Agent Boss Mindset
I’ve been laid off before. I sensed it was coming, and luckily, I already had something lined up. I was let go on a Friday, hired on Monday, and started two weeks later. It doesn’t always go that way.
Just recently, 9,000 people I used to work with became former colleagues overnight. These are some of the brightest minds in tech. Their performance didn’t factor into the outcome. Some may have seen signs, but most probably didn’t. In just nine months at Microsoft, I’ve already learned that in tech, abrupt change is the only constant.
We control less than we think, but that doesn’t make it meaningless. We can choose to keep learning, to prioritize bold, high-impact projects, and to embrace this new season of work where every contributor is expected to lead—even without a title.

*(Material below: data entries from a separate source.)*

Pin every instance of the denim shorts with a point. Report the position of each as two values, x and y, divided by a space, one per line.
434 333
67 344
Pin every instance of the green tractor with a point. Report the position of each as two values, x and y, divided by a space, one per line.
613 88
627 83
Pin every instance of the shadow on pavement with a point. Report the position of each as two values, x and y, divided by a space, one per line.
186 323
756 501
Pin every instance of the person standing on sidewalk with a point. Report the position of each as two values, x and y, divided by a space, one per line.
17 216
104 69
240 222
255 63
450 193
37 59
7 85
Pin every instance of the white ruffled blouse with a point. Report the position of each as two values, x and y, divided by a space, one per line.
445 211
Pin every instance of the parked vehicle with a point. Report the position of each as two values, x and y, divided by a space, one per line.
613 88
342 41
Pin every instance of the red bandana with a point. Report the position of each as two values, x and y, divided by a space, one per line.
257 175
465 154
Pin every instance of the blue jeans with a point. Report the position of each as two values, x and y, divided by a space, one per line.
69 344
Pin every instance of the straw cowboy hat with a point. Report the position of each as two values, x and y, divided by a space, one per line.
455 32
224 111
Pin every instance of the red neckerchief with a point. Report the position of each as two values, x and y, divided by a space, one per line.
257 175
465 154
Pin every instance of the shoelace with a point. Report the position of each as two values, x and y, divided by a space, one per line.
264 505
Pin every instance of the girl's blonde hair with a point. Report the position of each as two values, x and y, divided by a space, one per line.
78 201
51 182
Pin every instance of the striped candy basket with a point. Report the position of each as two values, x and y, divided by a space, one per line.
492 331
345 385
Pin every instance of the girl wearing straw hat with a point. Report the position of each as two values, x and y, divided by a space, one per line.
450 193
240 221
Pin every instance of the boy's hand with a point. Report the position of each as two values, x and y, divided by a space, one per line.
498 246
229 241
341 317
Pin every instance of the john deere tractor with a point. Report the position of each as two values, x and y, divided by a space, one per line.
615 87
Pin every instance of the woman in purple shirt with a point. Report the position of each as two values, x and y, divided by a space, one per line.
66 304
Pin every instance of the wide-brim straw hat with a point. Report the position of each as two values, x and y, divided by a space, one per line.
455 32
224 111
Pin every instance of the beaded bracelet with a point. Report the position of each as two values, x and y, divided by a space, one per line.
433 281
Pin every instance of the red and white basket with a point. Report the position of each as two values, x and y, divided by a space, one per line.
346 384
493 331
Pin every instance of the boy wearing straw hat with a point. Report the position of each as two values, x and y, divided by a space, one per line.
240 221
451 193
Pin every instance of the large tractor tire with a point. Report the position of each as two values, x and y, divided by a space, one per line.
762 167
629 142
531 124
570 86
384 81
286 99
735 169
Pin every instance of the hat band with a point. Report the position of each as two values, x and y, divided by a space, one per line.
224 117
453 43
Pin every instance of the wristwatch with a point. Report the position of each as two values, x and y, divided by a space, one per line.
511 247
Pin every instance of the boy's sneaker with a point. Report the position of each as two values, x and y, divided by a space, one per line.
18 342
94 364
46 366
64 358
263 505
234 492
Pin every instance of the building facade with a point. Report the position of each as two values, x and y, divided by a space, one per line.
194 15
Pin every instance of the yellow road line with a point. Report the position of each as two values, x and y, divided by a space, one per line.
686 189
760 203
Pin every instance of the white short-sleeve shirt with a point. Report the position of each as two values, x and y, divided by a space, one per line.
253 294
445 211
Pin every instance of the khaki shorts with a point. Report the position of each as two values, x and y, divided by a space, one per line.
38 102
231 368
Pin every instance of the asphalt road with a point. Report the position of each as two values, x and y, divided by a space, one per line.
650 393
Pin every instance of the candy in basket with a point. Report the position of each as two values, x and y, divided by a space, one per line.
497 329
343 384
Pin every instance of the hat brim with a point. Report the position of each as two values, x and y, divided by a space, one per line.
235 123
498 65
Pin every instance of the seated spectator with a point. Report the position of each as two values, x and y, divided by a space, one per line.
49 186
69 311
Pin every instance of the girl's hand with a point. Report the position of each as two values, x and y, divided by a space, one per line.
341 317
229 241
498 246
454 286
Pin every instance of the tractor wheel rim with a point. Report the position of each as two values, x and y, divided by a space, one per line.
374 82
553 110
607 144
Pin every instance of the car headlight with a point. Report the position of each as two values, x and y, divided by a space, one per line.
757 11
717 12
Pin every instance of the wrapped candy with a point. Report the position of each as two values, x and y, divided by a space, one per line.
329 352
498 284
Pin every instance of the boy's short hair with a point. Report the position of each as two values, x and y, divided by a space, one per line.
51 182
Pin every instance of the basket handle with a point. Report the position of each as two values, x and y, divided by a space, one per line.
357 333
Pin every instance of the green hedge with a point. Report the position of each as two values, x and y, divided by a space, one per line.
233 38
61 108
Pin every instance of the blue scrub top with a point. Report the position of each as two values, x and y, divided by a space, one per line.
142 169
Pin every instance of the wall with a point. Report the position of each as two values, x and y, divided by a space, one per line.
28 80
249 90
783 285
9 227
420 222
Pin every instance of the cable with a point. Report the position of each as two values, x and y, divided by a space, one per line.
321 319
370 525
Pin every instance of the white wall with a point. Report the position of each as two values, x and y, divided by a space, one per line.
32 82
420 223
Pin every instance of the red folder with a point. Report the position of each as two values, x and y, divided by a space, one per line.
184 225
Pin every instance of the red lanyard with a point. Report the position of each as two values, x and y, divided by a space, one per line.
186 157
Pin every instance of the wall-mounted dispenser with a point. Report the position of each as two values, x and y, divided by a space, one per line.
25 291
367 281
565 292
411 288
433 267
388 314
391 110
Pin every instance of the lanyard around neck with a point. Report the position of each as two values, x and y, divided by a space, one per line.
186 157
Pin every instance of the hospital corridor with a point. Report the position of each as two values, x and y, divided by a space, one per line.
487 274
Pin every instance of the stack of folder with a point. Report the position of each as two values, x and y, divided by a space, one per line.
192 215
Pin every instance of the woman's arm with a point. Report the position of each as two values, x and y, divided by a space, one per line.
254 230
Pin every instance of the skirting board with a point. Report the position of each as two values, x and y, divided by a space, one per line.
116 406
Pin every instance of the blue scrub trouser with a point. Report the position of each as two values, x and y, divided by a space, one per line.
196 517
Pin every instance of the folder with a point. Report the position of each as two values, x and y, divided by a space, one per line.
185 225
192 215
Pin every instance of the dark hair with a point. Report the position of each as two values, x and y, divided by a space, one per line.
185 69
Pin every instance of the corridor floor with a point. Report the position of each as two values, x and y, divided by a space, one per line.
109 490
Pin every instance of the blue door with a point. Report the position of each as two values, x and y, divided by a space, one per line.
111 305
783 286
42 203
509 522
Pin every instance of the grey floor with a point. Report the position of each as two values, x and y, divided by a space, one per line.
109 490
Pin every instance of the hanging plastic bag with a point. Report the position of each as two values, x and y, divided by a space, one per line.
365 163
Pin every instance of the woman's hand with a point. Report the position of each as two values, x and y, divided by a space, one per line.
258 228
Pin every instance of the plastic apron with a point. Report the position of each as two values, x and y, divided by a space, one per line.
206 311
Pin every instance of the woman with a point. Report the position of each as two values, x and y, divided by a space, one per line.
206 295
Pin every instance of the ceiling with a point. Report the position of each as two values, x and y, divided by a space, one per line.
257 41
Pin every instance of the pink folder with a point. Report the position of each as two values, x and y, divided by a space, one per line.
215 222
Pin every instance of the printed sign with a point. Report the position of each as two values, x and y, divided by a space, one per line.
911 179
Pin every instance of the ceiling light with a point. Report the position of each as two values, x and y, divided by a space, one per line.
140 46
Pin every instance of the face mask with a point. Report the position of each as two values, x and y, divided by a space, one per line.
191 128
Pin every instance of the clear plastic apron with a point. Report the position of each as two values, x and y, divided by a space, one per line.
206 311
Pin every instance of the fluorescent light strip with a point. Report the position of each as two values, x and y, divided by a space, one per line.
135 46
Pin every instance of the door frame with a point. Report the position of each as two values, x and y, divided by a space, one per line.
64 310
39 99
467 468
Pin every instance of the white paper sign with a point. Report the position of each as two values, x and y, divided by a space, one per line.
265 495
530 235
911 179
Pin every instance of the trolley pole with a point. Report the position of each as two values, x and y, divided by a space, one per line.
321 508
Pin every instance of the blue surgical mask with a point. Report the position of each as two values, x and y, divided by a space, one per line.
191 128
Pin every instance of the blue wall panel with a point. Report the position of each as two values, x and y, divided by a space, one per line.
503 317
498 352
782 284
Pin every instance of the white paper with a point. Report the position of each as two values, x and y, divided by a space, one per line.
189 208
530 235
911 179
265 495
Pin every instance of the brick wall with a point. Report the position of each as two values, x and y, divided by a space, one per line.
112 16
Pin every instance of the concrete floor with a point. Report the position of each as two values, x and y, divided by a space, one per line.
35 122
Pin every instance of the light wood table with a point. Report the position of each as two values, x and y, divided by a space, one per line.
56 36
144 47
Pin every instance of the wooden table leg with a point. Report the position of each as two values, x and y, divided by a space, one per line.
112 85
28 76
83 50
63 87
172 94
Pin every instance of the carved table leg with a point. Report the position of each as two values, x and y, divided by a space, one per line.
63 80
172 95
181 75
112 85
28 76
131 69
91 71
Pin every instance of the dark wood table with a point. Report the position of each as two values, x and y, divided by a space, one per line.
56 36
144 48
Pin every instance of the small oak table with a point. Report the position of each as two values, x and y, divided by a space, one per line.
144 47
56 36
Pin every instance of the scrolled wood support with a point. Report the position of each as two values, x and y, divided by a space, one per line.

For me, that looks like building with AI. Not just using it occasionally, but creating agentic tools that help me and my team accelerate, scale, and deliver work that matters. I frame these efforts as the Agent Boss mindset: treating AI not as a novelty, but as an intern I train, supervise, and refine.
I believe this mindset belongs to all of us now. The Agent Boss doesn't wait for permission. They ship useful tools. They offload the repetitive and reclaim time for judgment, creativity, and strategy. That’s how I’ve been working—and it’s how I’ve been recognized. But none of it started with a mandate. It started with a choice to use my time differently.
Work isn’t guaranteed. But working with AI as your personal intern is your best shot at resilience.
What’s one low-priority task you’d bump this week to make room for something bold?